Oh, oh, oh, answer: is history bound to repeat?
…It’s too soon for this, though; there are decades of time left before a young boy slaughters his way out of- too soon, well.
Do not bother yourself with this.)
(You will not change a single of your decisions anyway.)
You know who else did what you are about to - but far be it for unethicalness of what you are doing to stop you.
Though, that being said, you have some dues to pay.)
There's rosemary, that's for remembrance-
But, regardless of what she might have felt has she known, Donna Giglio Nero is troubled by her flames and her bonds, you are aware of that much, you can notice how she forces down what she feels, sometimes, and how she says too much to you, sometimes - a single word, a single syllable, but not something she would let slip otherwise.

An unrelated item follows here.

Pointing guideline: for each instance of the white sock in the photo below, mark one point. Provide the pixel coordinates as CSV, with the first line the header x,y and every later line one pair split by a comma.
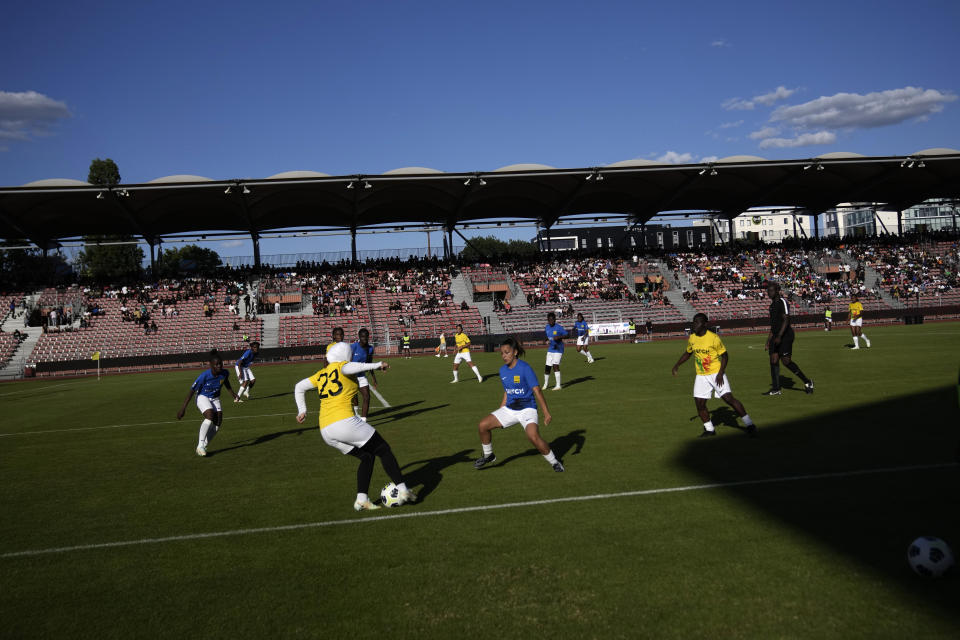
x,y
204,430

You want to find the solution, and - you know not humans, and you dislike these unknown quantities, these uncharted waters, but you do know their bodies, and, after all to come and go, Donna Giglio Nero is still a woman the same way you are one, so what little of the weight she bears is biochemical, it can be influenced.
Yes, it is extremely difficult to erase the cause through erasing its consequences. Some would say, it is impossible, but - but it can help alleviate the headaches at least, you think, and-
And it matters not if this warns your Don, or anyone, of what you have been doing for so long, for you do not intend to stay.
You go to her. You know it may not suffice, you know you are not enough and too much, depending on the perspective, but you would never forgive yourself for not trying - you would never not try.
(Where is that woman?
This thought sneaks up upon you, cruel and unneeded.
Where is that woman, what good did Donna Giglio Nero’s willingness to believe in her bring her, what use is there in seeking people when in the end they leave you alone?
(You know, though, and it is hard for you not to - oh, it is hard, is it not? You see her, that woman, Grass-snake, and you know what she is doing. You - you see her, keeping to the shadows behind Donna Giglio Nero’s back, but in the way that would imply that she merely happens to be in the same place to anyone unconcerned - which, to be honest, seems to be anyone nowadays, period.
Some are dead, more are gone, the rest are on their way to either; there is no one left to understand.
You know, though, where she is and what she is doing. You see her.
But, well.
You see it all too late for it to matter, for you have signed what you have and for you would not change this anyway, not even for this.)
There is no use.
It is this simple.)
Donna Giglio Nero declines, and says it cannot help, and she is kind, so kind still, attempting to erase your burdens while convincing you to ignore hers, and - and it hurts.
You think it does, at least.
But you cannot say you have not made an attempt and are able to recognise well enough when you have to stop (something your famiglia has been good for, finally).
And like that, there is nothing holding you back anymore.
And like that, you leave.
And like that, you arrive at a place full of people with minds like yours, sharp, and searching, and demanding (just like her gaze has been-), and you can finally fit in.
(Hey. This woman laid bare on the table before you, marking for cuts planned clear on her body. She was a human, one with the past and the present, she had her life and her choices, those very choices that led her to find you, once, to bring you here.
She is no more.
Do you ever think of it?
Do you ever struggle to go to sleep?)
…you are too good at what you do, you are told eventually. Too effective.
There is a reason any and all sightings of aurora borealis are around the poles, they say.
It is a lie.
Some of the most powerful aurora lights appear around the spring and autumn equinox, but… that changes nothing now, does it.